Diese Wahrnehmung lässt sich auf sehr viele anderen Lebensthemen übertragen wie z.B. Alter, Sterben, Farben oder Weihnachtsschmuck. Überall finden wir eine Verschiebung zum Klimax, zum "Schönen" hin. Überall findet eine starke Wahrnehmungsselektion statt.

Wabi-Sabi in der (Makro-)Fotografie

Japaner, deren Lebenseinstellung sich am Wabi-Sabi-Prinzip orientiert, finden beispielsweise Fotos von ausschließlich in Vollblüte befindlichen Blüten wenig oder nicht schön. Für sie ist der gezeigte inhaltliche Ausschnitt zu eng. Es fehlt die Erfassung der weiteren für das Leben notwendigen Phasen. Für sie fehlt die Vollständigkeit.

[Anmerkung: Das ist hier alles sehr kurz beschrieben und dadurch fachlich nicht vollständig und auch nicht vollkommen korrekt. Wie gesagt, es handelt sich um eine sehr komplexes Thema.]

Beispiel Pflanzenfoto

Wenn wir diese Einstellung auf ein Foto übertragen, läge aus Sicht eines Wabi-Sabi-orientierten Japaners beispielsweise bei einer Pflanze das Schöne in der Darstellung beider (oder mehr) Seiten – wenn also ein Foto sowohl den Blühaspekt als auch das Verblühen erfasst und wiedergibt.
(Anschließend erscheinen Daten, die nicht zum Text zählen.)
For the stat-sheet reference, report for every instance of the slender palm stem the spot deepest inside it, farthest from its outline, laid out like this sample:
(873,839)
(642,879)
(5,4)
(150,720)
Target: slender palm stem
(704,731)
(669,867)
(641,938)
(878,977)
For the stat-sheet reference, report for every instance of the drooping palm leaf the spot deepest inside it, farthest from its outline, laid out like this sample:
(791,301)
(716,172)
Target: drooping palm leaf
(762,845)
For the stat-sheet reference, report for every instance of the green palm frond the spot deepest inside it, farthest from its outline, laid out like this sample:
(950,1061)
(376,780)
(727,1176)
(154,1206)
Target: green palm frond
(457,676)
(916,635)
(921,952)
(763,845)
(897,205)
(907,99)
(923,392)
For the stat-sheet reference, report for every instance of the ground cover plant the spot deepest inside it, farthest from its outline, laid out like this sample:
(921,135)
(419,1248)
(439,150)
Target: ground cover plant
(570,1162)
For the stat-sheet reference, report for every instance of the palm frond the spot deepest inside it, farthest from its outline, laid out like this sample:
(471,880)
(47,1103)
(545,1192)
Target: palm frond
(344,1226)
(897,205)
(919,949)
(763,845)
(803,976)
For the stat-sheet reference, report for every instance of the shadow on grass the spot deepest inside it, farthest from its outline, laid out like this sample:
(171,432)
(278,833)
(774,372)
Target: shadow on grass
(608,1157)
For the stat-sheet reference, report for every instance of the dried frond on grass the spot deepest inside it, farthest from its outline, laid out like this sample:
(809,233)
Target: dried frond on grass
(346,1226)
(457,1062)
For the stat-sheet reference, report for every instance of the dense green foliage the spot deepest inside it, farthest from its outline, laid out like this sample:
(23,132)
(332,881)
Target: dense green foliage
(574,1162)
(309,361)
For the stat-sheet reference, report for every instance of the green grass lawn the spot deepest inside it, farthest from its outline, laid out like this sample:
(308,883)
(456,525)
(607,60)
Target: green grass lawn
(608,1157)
Auf ihn wirkt die Gesamtheit des Seins attraktiver als ein herausgefiltertes, vermeintlich Schöne.
Es wird also dieser Lebenseinstellung auch nicht gerecht, nur bzw. isoliert das Verblühen zu zeigen; auch darin liegt nicht der Ausdruck von Vollständigkeit – höchstens im Kontext weiterer Fotos oder eines Textes, der sich mit allen Bereichen pflanzlichen Seins beschäftigt.

(Makro-)Fotografisch bietet dieses Thema einen sehr großen Beschäftigungsrahmen.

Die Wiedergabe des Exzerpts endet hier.